An old teacher of mine used to joke that his ex-wife was just like a Yorkshire Pudding – origins in Yorkshire, fat and podgy at the bottom and full of hot air! I am quite sure there was a certain amount of bias involved in this depiction of his ex-wife, but the description sums up a Yorkshire Pudding very nicely.
A perfect Yorkshire Pudding mixture needs to be light and airy, with the fat in the bottom of the cooking dish needing to be as hot as possible in order for it to rise. However, his description may not be entirely accurate; the exact origins of the Yorkshire Pudding are unknown, the general consensus being that it is a dish associated with the North of England. The prefix “Yorkshire” was first used within a publication by Hannah Glasse in 1747, in “The Art of Cookery Made Plain and Simple”. This distinguished the light and crispy nature of the batter puddings made in this region from batter puddings created in other parts of England.

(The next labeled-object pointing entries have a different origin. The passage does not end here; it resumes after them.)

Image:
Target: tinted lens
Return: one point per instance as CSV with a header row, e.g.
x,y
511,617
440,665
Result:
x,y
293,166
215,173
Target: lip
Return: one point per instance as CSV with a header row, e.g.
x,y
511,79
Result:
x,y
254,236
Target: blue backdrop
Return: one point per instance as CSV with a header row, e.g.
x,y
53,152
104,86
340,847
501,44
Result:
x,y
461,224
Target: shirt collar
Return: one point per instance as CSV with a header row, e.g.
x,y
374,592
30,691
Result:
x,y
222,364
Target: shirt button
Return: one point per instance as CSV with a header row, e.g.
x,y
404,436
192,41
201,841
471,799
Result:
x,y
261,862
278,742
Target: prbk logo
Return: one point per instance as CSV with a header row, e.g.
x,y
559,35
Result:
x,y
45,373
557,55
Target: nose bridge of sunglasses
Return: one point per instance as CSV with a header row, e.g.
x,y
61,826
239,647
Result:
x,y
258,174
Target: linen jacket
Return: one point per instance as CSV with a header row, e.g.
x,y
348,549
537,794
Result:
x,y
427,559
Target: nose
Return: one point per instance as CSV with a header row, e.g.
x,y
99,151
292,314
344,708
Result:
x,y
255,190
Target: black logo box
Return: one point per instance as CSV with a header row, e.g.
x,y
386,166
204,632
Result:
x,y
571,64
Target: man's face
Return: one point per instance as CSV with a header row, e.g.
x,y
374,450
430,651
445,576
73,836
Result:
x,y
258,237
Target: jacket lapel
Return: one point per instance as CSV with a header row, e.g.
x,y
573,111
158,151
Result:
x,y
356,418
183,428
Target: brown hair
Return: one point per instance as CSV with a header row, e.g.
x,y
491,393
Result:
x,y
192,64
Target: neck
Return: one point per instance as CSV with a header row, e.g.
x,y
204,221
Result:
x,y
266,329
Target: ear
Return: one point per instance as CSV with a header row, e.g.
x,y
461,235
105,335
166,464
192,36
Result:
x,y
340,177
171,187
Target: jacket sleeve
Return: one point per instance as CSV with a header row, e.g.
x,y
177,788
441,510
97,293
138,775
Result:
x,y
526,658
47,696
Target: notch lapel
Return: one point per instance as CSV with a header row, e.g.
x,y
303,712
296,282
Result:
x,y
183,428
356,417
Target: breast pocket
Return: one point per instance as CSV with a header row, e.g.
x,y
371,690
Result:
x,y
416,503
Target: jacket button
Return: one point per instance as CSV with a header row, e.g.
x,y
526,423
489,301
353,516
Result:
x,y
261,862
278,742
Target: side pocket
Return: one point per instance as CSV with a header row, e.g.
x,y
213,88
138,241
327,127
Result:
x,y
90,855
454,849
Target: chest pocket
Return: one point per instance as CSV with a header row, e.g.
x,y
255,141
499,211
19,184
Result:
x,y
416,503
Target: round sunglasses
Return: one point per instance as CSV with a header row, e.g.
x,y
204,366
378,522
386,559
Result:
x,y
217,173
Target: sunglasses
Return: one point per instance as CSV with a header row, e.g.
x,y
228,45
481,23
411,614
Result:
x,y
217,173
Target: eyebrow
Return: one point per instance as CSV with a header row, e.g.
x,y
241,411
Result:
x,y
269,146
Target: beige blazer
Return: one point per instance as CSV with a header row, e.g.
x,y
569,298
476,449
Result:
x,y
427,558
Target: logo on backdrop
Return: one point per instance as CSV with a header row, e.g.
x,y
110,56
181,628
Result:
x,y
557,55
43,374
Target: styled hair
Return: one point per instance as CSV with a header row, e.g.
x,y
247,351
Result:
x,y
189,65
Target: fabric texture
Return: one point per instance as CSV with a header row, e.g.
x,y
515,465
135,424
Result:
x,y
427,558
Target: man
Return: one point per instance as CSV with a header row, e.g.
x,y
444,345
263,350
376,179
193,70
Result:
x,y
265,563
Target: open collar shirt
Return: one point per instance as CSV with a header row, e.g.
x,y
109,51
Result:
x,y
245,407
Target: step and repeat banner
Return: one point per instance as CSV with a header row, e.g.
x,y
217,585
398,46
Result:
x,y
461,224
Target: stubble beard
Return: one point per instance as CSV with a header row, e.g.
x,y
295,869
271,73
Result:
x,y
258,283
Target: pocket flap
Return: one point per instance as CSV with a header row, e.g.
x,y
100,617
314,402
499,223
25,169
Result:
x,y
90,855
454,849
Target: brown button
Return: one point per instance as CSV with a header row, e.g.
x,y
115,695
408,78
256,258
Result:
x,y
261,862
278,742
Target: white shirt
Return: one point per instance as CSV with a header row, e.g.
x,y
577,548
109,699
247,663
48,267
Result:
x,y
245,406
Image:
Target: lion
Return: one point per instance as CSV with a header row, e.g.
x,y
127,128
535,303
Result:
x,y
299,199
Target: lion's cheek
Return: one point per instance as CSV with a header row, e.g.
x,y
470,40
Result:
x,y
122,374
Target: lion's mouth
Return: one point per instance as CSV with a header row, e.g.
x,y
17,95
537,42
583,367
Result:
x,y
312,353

A friend of mine from Luxembourg loved Yorkshire Puddings, but she never quite grasped the concept of them. The definition of “pudding” was her main problem. The immediate thought is of sweet desserts. However, originally, pudding was a meat based, sausage-like food in Britain; for example, black and white puddings. However by the late 18th Century, the contemporary puddings were no longer meat based and this change incidentally coincided with the first published mention of the batter pudding. Not only is the traditional Yorkshire pudding a savoury dish, but it is also served with or before the main course, not as a “pudding” or dessert, which confused my friend.

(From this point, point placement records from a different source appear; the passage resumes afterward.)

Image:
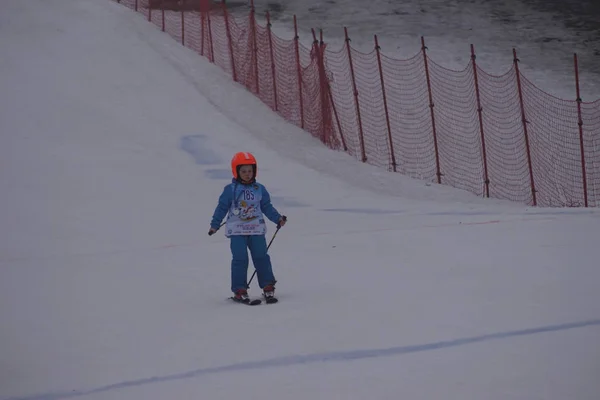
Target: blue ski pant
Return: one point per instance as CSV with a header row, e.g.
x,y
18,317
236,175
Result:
x,y
239,263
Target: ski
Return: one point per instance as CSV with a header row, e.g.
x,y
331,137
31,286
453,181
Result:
x,y
254,302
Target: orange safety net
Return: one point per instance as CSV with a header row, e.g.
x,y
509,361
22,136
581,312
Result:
x,y
496,136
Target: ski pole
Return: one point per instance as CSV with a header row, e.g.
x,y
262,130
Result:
x,y
273,238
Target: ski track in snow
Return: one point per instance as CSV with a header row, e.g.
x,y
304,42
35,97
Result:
x,y
288,361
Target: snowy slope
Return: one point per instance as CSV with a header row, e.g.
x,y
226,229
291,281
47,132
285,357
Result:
x,y
114,148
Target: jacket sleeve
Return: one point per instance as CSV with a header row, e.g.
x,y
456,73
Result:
x,y
267,208
222,208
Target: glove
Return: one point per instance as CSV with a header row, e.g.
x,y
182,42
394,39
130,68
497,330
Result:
x,y
282,221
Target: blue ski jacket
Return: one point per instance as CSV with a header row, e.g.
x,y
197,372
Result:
x,y
237,198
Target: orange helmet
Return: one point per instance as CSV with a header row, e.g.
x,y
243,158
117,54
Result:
x,y
240,159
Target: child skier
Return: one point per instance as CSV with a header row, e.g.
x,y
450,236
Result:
x,y
244,201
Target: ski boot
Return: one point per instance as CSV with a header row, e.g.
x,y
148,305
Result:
x,y
269,293
241,296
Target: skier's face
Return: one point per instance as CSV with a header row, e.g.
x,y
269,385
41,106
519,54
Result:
x,y
246,173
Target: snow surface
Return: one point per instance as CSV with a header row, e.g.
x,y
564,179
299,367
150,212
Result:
x,y
115,144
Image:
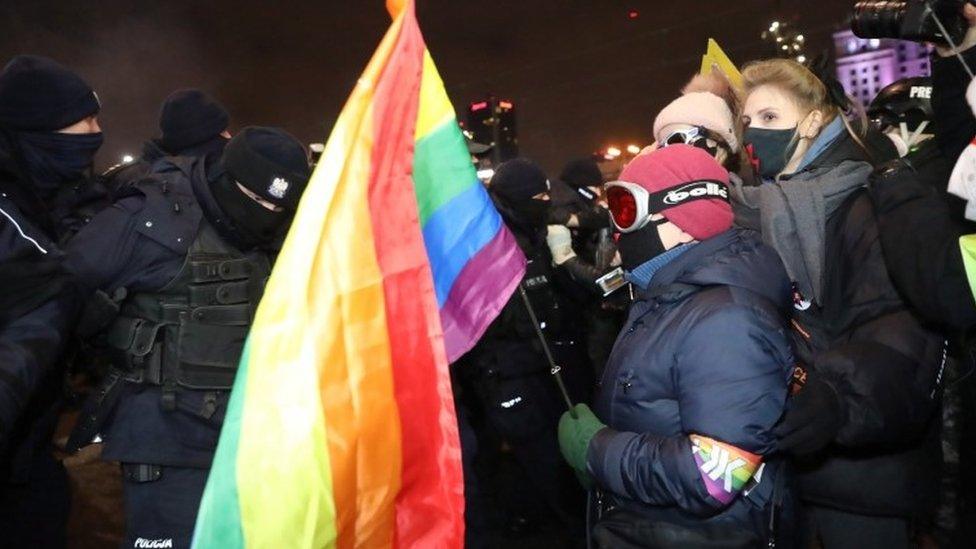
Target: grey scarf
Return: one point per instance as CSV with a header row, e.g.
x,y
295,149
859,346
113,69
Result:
x,y
792,217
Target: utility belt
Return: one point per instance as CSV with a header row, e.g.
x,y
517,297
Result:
x,y
195,348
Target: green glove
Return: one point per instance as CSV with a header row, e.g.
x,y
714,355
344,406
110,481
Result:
x,y
575,435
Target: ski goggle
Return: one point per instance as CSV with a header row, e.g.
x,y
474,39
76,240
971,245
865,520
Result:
x,y
698,136
632,206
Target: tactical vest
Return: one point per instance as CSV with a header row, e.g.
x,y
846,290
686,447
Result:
x,y
190,334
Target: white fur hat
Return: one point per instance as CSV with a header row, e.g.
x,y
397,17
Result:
x,y
699,108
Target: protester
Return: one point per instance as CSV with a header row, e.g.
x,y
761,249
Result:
x,y
191,123
924,228
581,242
189,249
866,413
700,374
49,134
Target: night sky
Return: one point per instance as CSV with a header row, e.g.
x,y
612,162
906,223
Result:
x,y
583,74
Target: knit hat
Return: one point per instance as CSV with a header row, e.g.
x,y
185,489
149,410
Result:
x,y
519,179
699,108
582,172
689,174
190,117
270,163
39,94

The original purpose of serving the batter pudding was not as part of a main meal, in the way that it’s served with traditional roast dinners now, but instead served before, with gravy, as an appetiser course. This is because, when meat was expensive the Yorkshire pudding could act to fill the consumer, meeting the appetites of working men and allowing the meat to stretch further: “Them ‘at eats t’most pudding gets t’most meat”, as the saying goes.
The pudding would have originally been cooked beneath the meat (usually beef) as it was roasting on a spit above a fire. This position would have meant that the fats and juices from the meat could drip onto the batter pudding, flavouring and adding colour. (The initial name for cooking a batter in this way was “Dripping Pudding”.) This also meant that these drippings, essential in the diet, were utilised rather than lost to the fire. Sources of these essential fats, particularly in the North of England, were more difficult to obtain at that time, especially with the high cost of meat, so every single drop was used.
A Yorkshire pudding is traditionally cooked in a large, shallow tin and then cut into squares to be served, rather than the individual puddings you can buy in supermarkets today. Also, in today’s Sunday roast dinners, Yorkshire puddings are included whatever the choice of meat, rather than just with beef as is the tradition. Yorkshire puddings, as the accompaniment to the “British Sunday Roast”, have become such a part of the British institution that they have been nominated their own day of celebration – the first Sunday of February.
There are now more modern variations on the earliest Yorkshire pudding recipes, perhaps the best known being ‘Toad in the Hole’. This is where sausages are cooked within a large Yorkshire pudding and served with onion gravy. It is also common to be able to buy entire meals with meat, root vegetables and potatoes all served within a large, round Yorkshire pudding, almost like a stew or casserole within a batter casing.
Of course the batter recipe (minus the ground pepper) is just like that used for sweet dishes like pancakes. And this was how leftover Yorkshire pudding pieces were used up; reheated and served with jam or fruit or syrup the next day. The crispiness of the Yorkshire pudding meant they kept well to be eaten later, and again, nothing was wasted.
Here is a family recipe for Yorkshire Puddings. The pudding can be cooked traditionally in a large, shallow roasting tin but it is now common to make individual Yorkshires in a tartlet tin, heating the fat or oil in each individual hole. For vegetarian Yorkshire Puddings, vegetable oils can be used in place of the meat juices.
2 heaped serving spoons of flour
2 eggs at room temperature
Milk and water mixed (even parts)
2 tbsp beef dripping
You will also need a roasting tin which is suitable to be placed on the hob.
Pre-heat the oven to 220C/425F/Gas 7.
Sieve the flour into a bowl and season with a little salt. Gradually add the milk and water mixture until a consistency of thick double cream is achieved. Leave to stand for at least an hour.
Just before putting in the oven, whisk two eggs (with an electric whisk if possible) and add to the mixture, whisking the batter until smooth.
To cook the Yorkshire pudding, remove the meat from the oven and turn the oven up to the above temperature. Spoon beef fat into the roasting tin and allow it to pre-heat in the oven. When the oven is up to temperature remove the tin and place it over direct heat until the fat begins to smoke. Pour in the batter. Tip it evenly all round and then place the tin on a high shelf in the oven and cook the Yorkshire pudding for 30 minutes or until risen, golden brown and crisp. Serve it cut into squares.